After their discussions, I was genuinely worried I might not have anything to write for the paper. “Speakers Advocate Common Sense, Decency” is hardly a headline. Luckily, the third speaker — Peter Wolfgang — quickly allayed my fears.

After describing the issues of abortion and gay marriage as an “unholy trinity,” Mr. Wolfgang’s talk, broadly construed, centered on what he termed the “Brezhnevism of the Left”; that is, the operating principle of the Left is, according to Mr. Wolfgang, “What’s mine is mine, and what’s yours is negotiable.” In his analysis, the broad cultural victories of the Left — Roe v. Wade and the normalization of LGBTQ identities, specifically — are the product of liberal stubbornness and Republican capitulation, as though the Left were a howling, irrational toddler and the Right a weak-willed single mother, ever giving ground to that irascible infant tyrannical in the faint hope of peace and quiet.

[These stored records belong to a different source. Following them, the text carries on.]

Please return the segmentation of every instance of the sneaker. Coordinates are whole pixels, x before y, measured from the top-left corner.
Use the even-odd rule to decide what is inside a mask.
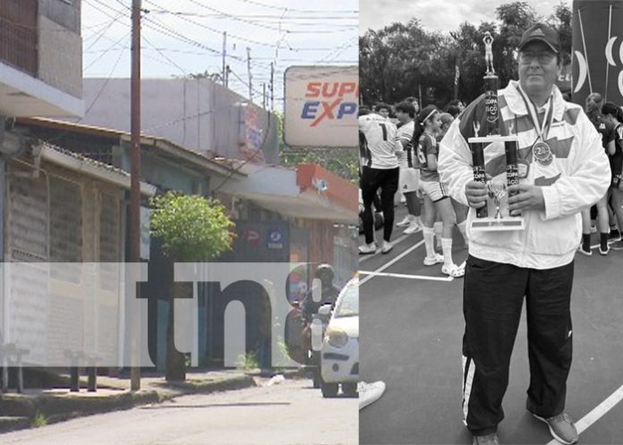
[[[443,262],[443,255],[440,255],[439,253],[435,253],[433,257],[424,257],[424,266],[434,266],[440,262]]]
[[[357,392],[359,392],[359,409],[363,409],[380,398],[380,396],[385,392],[385,382],[380,381],[373,383],[360,381],[357,383]]]
[[[444,264],[441,266],[441,273],[449,275],[453,278],[460,278],[465,274],[465,270],[459,268],[456,264]]]
[[[380,248],[380,252],[383,254],[389,253],[389,251],[391,251],[393,248],[394,244],[392,244],[388,241],[383,241],[383,247]]]
[[[409,227],[405,229],[403,234],[411,235],[411,234],[416,234],[420,231],[422,231],[422,226],[420,226],[418,223],[411,223],[409,225]]]
[[[558,441],[567,445],[571,445],[577,441],[577,430],[576,429],[573,420],[571,420],[571,417],[569,417],[567,413],[562,413],[549,418],[541,417],[534,413],[533,413],[533,415],[547,424],[550,427],[550,432]]]
[[[610,233],[608,234],[608,244],[611,244],[612,243],[616,243],[617,241],[621,240],[621,234],[618,229],[610,230]]]
[[[623,251],[623,241],[617,241],[610,245],[610,248],[613,251]]]
[[[472,445],[499,445],[499,439],[498,439],[497,432],[486,436],[474,436]]]
[[[376,253],[376,243],[371,243],[369,244],[359,246],[360,255],[369,255],[371,253]]]
[[[405,216],[402,221],[396,223],[397,227],[408,227],[409,225],[411,224],[411,219],[409,219],[409,216]]]

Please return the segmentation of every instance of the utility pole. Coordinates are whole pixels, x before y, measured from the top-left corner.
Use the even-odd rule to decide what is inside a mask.
[[[261,107],[266,109],[266,82],[261,82]]]
[[[141,1],[132,4],[132,82],[131,82],[131,148],[130,148],[130,261],[141,261]],[[137,280],[138,281],[138,280]],[[135,281],[136,282],[136,281]],[[138,296],[138,293],[137,293]],[[138,342],[141,333],[132,317],[131,329],[130,388],[141,389],[141,368],[139,366]]]
[[[270,111],[275,110],[275,64],[270,62]]]
[[[223,31],[223,85],[227,86],[227,31]]]
[[[251,74],[251,48],[247,47],[247,75],[249,77],[249,100],[253,102],[253,76]]]

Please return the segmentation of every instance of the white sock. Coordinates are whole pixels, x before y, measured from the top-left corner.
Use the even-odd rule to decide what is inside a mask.
[[[443,230],[443,222],[441,221],[437,221],[433,228],[435,230],[435,236],[437,236],[437,247],[440,245],[440,239],[441,239],[441,231]]]
[[[422,232],[424,235],[426,256],[429,258],[432,258],[435,256],[435,231],[432,229],[432,227],[427,227],[426,226],[424,226],[424,228],[422,229]]]
[[[457,227],[458,227],[458,231],[461,232],[461,235],[463,235],[463,240],[465,242],[465,244],[469,243],[467,240],[467,233],[465,232],[465,227],[467,227],[467,219],[463,221],[462,223],[457,224]]]
[[[443,252],[443,263],[450,266],[452,261],[452,238],[441,238],[441,250]]]

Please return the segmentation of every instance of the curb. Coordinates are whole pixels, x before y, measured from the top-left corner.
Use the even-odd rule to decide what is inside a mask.
[[[118,395],[72,398],[59,396],[23,396],[5,394],[0,396],[0,432],[28,428],[38,415],[46,417],[47,424],[122,411],[134,406],[160,403],[189,394],[243,389],[256,386],[250,375],[236,376],[217,381],[186,381],[179,383],[163,382],[158,389],[138,392],[124,391]]]

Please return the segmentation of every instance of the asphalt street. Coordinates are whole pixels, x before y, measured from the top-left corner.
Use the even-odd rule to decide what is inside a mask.
[[[266,384],[268,380],[262,381]],[[3,445],[356,444],[356,398],[322,398],[309,380],[171,402],[0,435]]]
[[[399,206],[397,220],[404,216]],[[380,235],[380,232],[377,233]],[[424,267],[422,233],[402,235],[388,255],[360,258],[361,377],[383,380],[385,395],[360,414],[362,444],[469,444],[462,422],[462,278]],[[467,256],[456,231],[453,257]],[[438,250],[440,251],[440,250]],[[623,251],[576,255],[572,294],[574,362],[567,411],[584,444],[623,443]],[[375,272],[371,275],[369,272]],[[528,361],[522,321],[499,424],[504,444],[552,439],[525,410]],[[556,442],[557,443],[557,442]]]

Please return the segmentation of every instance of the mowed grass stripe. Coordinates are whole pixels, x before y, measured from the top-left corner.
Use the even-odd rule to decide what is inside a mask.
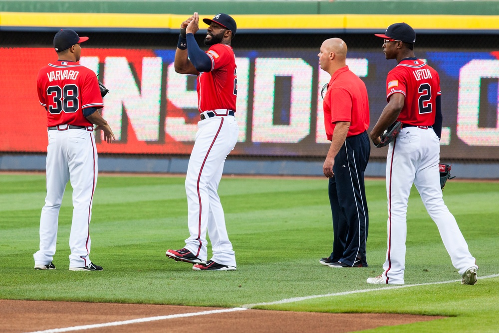
[[[42,187],[36,192],[43,193],[42,201],[44,177],[41,177],[43,181],[36,186]],[[19,179],[25,181],[22,177]],[[91,257],[104,267],[102,272],[78,274],[67,270],[69,192],[66,194],[69,205],[61,209],[55,271],[33,269],[43,203],[33,208],[3,212],[8,221],[2,219],[0,224],[0,298],[239,307],[368,289],[366,279],[382,272],[386,252],[384,181],[366,183],[370,267],[335,270],[318,263],[320,257],[329,254],[332,240],[327,180],[224,178],[219,194],[238,260],[238,270],[231,272],[196,272],[191,265],[165,257],[167,249],[183,247],[189,236],[184,181],[182,177],[99,178],[96,195],[100,189],[103,197],[113,196],[113,202],[96,199],[90,224]],[[1,183],[2,197],[8,196],[7,183]],[[182,193],[165,194],[169,186]],[[28,197],[32,193],[29,188]],[[403,293],[375,292],[282,305],[280,310],[443,314],[458,317],[444,320],[447,329],[416,324],[404,326],[408,330],[402,332],[453,332],[448,328],[455,332],[462,327],[494,331],[497,309],[492,302],[499,303],[499,281],[481,280],[480,277],[497,274],[499,267],[499,259],[491,255],[499,235],[496,223],[499,207],[491,204],[497,200],[498,192],[497,183],[452,181],[444,191],[446,202],[480,267],[477,286],[457,283],[416,287]],[[139,193],[153,199],[133,201],[134,194]],[[165,198],[167,195],[178,197]],[[459,278],[414,188],[408,213],[406,257],[406,284]],[[407,306],[401,306],[403,302]],[[473,318],[479,318],[480,323]]]

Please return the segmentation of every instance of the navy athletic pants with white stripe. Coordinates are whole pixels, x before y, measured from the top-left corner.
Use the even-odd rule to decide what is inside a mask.
[[[362,266],[367,267],[369,224],[364,172],[370,152],[371,143],[364,132],[347,137],[334,158],[334,176],[329,184],[334,236],[330,256],[333,262],[351,266],[360,259]]]

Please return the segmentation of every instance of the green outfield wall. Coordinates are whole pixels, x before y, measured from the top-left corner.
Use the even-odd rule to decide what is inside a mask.
[[[0,1],[0,30],[171,32],[187,15],[233,15],[238,33],[365,33],[394,22],[418,32],[499,33],[498,1]]]
[[[0,11],[186,14],[218,12],[234,14],[441,14],[499,15],[498,1],[85,1],[4,0]]]

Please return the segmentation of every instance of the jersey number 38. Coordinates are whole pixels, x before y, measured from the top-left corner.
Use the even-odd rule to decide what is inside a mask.
[[[52,98],[47,103],[48,112],[52,114],[61,112],[74,113],[79,107],[78,86],[76,84],[66,84],[62,88],[58,85],[51,85],[47,88],[47,95]]]

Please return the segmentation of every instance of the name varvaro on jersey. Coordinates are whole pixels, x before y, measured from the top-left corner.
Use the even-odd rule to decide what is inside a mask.
[[[80,72],[78,71],[67,69],[54,70],[47,73],[47,77],[48,77],[49,82],[56,80],[76,80],[79,73]]]

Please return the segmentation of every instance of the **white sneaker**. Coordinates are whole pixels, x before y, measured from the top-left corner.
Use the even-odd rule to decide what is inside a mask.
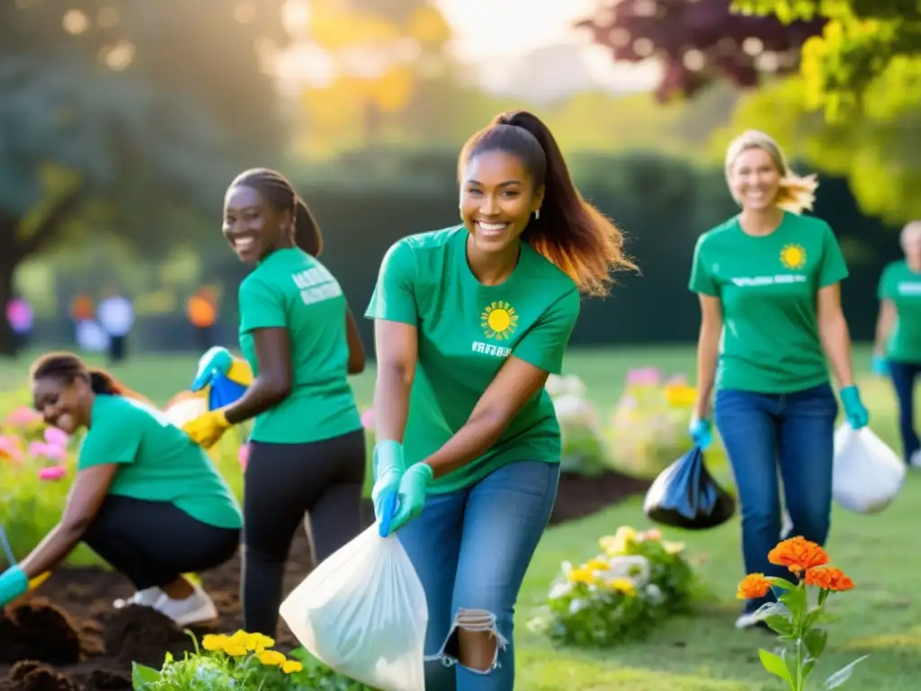
[[[133,604],[136,604],[139,607],[153,607],[157,602],[159,602],[159,599],[163,597],[163,591],[157,586],[154,586],[153,588],[146,588],[143,591],[137,591],[129,598],[120,597],[112,603],[112,606],[115,607],[115,609],[129,607]]]
[[[173,600],[166,593],[154,605],[154,609],[166,615],[177,627],[204,624],[217,618],[217,607],[201,586],[194,585],[194,592],[184,600]]]

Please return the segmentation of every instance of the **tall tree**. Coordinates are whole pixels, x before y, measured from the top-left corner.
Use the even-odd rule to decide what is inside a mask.
[[[235,166],[274,158],[264,61],[287,41],[283,4],[0,4],[0,305],[17,266],[75,220],[169,242],[187,229],[177,208],[219,207]]]

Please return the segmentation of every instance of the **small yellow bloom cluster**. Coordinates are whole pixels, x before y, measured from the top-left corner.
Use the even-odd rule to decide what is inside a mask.
[[[275,641],[268,636],[246,631],[238,631],[231,636],[209,634],[202,639],[202,648],[209,652],[225,652],[230,657],[255,653],[260,662],[268,667],[281,667],[286,674],[304,669],[304,665],[297,660],[288,660],[278,650],[271,650],[274,644]]]

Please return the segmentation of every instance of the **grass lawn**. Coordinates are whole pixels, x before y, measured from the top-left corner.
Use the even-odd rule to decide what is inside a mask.
[[[855,361],[869,362],[858,349]],[[24,384],[28,360],[0,363],[0,391]],[[589,385],[589,396],[610,408],[631,367],[656,365],[673,372],[693,372],[689,347],[573,351],[568,373]],[[115,373],[128,385],[159,403],[188,385],[194,358],[146,357],[119,367]],[[356,378],[362,407],[369,404],[373,372]],[[862,381],[871,427],[898,449],[894,401],[889,387]],[[724,475],[725,476],[725,475]],[[760,632],[736,632],[739,612],[735,586],[742,576],[738,520],[713,531],[664,530],[667,539],[687,544],[687,554],[714,593],[694,617],[677,619],[640,644],[603,651],[555,650],[528,631],[526,622],[546,593],[564,559],[577,560],[597,551],[597,538],[623,524],[648,527],[635,499],[577,523],[550,530],[531,564],[519,603],[516,659],[518,688],[628,689],[629,691],[757,691],[781,689],[758,662],[757,649],[769,648]],[[837,508],[827,545],[833,560],[852,576],[857,589],[832,600],[841,621],[832,625],[828,651],[814,676],[815,688],[832,672],[854,658],[870,653],[844,688],[852,691],[910,691],[921,688],[921,600],[915,597],[921,564],[911,555],[921,548],[916,507],[921,506],[921,475],[908,478],[898,500],[878,516],[848,514]]]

I found Mr. Wolfgang’s analysis, much like his ability to count, dubious. While it is true that a woman’s right to an abortion and a queer person’s right to a same-sex marriage are by this point non-negotiable beliefs of the Left, simply saying so is not a useful analysis (nor much of an analysis at all). The story of the Left — from religious radicalism to secular pragmatism, from women’s suffrage to civil rights, from progressivism to intersectionalism (along with some nasty forays into eugenics) — is long and complicated, housing thinkers as wildly different as Richard Rorty, Judith Butler and Cornel West.

If it is possible to ascribe a single thesis to a movement so heterogeneous, I would say that the guiding principle of the American Left of the 20th and 21st centuries is only the old principle that “all men are created equal” and ought to be allowed “life, liberty and the pursuit of happiness,” but understood with and through the lenses of critical theory, feminism, race theory and disability studies.

Each lens reveals a particular structure — classism, the patriarchy, racism and ableism, respectively — but each is applied with the goal of revealing those structures and prejudices that inhibit the freedom of the oppressed. Each lens requires the correction of the other, so that attempts at improving the common good don’t wind up leading to, for example, the heinous forced sterilization of “undesirable” peoples (inevitably poor or black or disabled). No matter how foreign these theories may appear, they are all aimed at the utterly American goal of freedom and equality for all.

The victories of Roe v. Wade and of LGBTQ politics in general are only two of the most visible results. The average person can see a woman’s desire to control her own body, but not the personhood of a zygote.

The average person can see the love, the dedication that two queer people can have for each other, but not the airy and metaphysical notion of “ends” that somehow makes that love immoral. These things are seen. But most importantly, they are seen, too, by those who do hold such scriptural mandates, and who do hold a Thomist metaphysic. The Left is intractable because it can see it is right; the Right can only believe it is right.

Which brings me to my final qualm with Mr. Wolfgang. I heard him talk much of the “Brezhnevism” of the Left, but of the “Brezhnevism” of the Right I heard nothing. The Left will never change its views on LGBTQ issues? I think so. But I also think that neither will the Church. However “liberal” the Catholic Church becomes, it will never modify its view of homosexuality as a disorder. Even if the Church comes to accept queer people into its organization, it will never accept their queerness. At best, the Church can only respond to queer Catholics with a tolerant smile whilst muttering to itself, and not so silently, “Love the sinner …” But it will hate the sin.

Dialogue can only occur when people are open to the possibility of changing their views. Neither the Left nor the Right has any such intention. We are all Brezhnevs.